El espacio del que nos toca hablar aquí fue llamado “Estudios poscoloniales y crítica al orientalismo”. Allí, buscamos debatir acerca de la distinción presuntamente geográfica entre Oriente y Occidente y sus consecuencias políticas. Buscamos desenterrar los supuestos colonialistas que subyacen a tales conceptos y pensar los modos en los que tienen injerencia sobre nuestra forma de hacer filosofía.

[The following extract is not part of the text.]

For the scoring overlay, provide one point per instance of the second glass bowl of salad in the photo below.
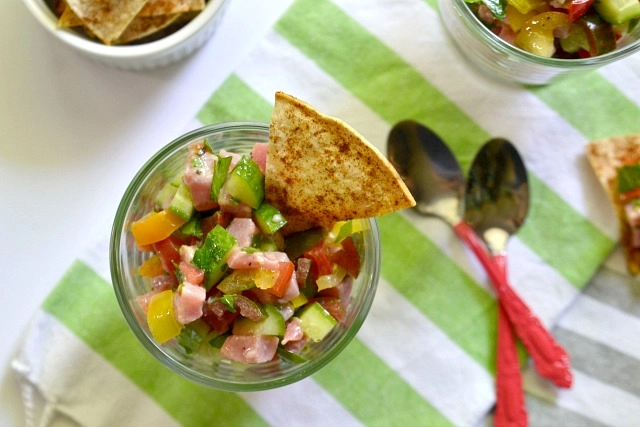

Una actividad inicial, o más bien un trampa, daba inicio al diálogo: en un mapamundi para colorear, los asistentes debían usar fibrones para delimitar Oriente y Occidente. Las respuestas fueron diversas y efectivamente se armó el debate. Entre todos, reflexionamos acerca de que dicha forma de dividir el mundo no es meramente geográfica, sino política, y de que sus efectos políticos tienen mucho que ver con lo equívoco de sus límites. Este diálogo, que tenía por fin pensar el lugar que China e India ocupan en el globo y en la vida académica internacional, nos hizo reflexionar acerca del lugar que la Argentina misma ocupa en cuanto a estas cuestiones, y pudimos debatir acerca de qué hay de similar y diferente en los modos en los que estas diversas Naciones viven y conciben el colonialismo.
Durante un breve intervalo, todos los asistentes de las cuatro mesas compartimos un momento para comentar las actividades que el Grupo propone para el 2026. En ese momento, algunos asistentes de nuestra mesa migraron a otras, y nuevos participantes se nos sumaron. Para concluir esta nueva etapa, quienes coordinábamos nos enfocamos en nuestras personales líneas de investigación para proponer discusiones más específicas. Mateo trajo la cuestión del orientalismo negativo y positivo. Nicolás hizo hincapié en la cuestión de la exclusión de las filosofías asiáticas de las carreras de filosofía y los problemas y las estrategias para su inclusión. Pilar propuso contraponer orientalismo y occidentalismo para pensar la construcción de la imagen de “Occidente” y su impacto en el ámbito de la filosofía intercultural. En cada instancia, nuevos focos de discusión reavivaban el debate.
El hecho de que no hubiera sido necesario abandonar la mesa, que fuera decisión de cada cual, desencadenó un fenómeno muy particular: los nuevos participantes, notábamos a medida que avanzaba el diálogo, no contaban con los supuestos y consensos que habíamos elaborado en las dos horas iniciales de la actividad, y eran los asistentes que habían venido desde el principio -no nosotros, coordinadores- quienes se ocupaban de hacer ingresar a los nuevos en la comunidad. Este hecho, para nosotros, ilustraba muy precisamente el carácter de constructivo y horizontal que habíamos buscado al proponer esta actividad. En efecto, ese viernes habíamos comenzado la jornada con la incertidumbre que provoca un corrimiento. Al concluir, nos encontramos agradecidos y engrandecidos por el diálogo compartido con quienes no sólo se acercaron, sino que también con generosidad expusieron sus ideas, escucharon, modificaron y construyeron con nosotros.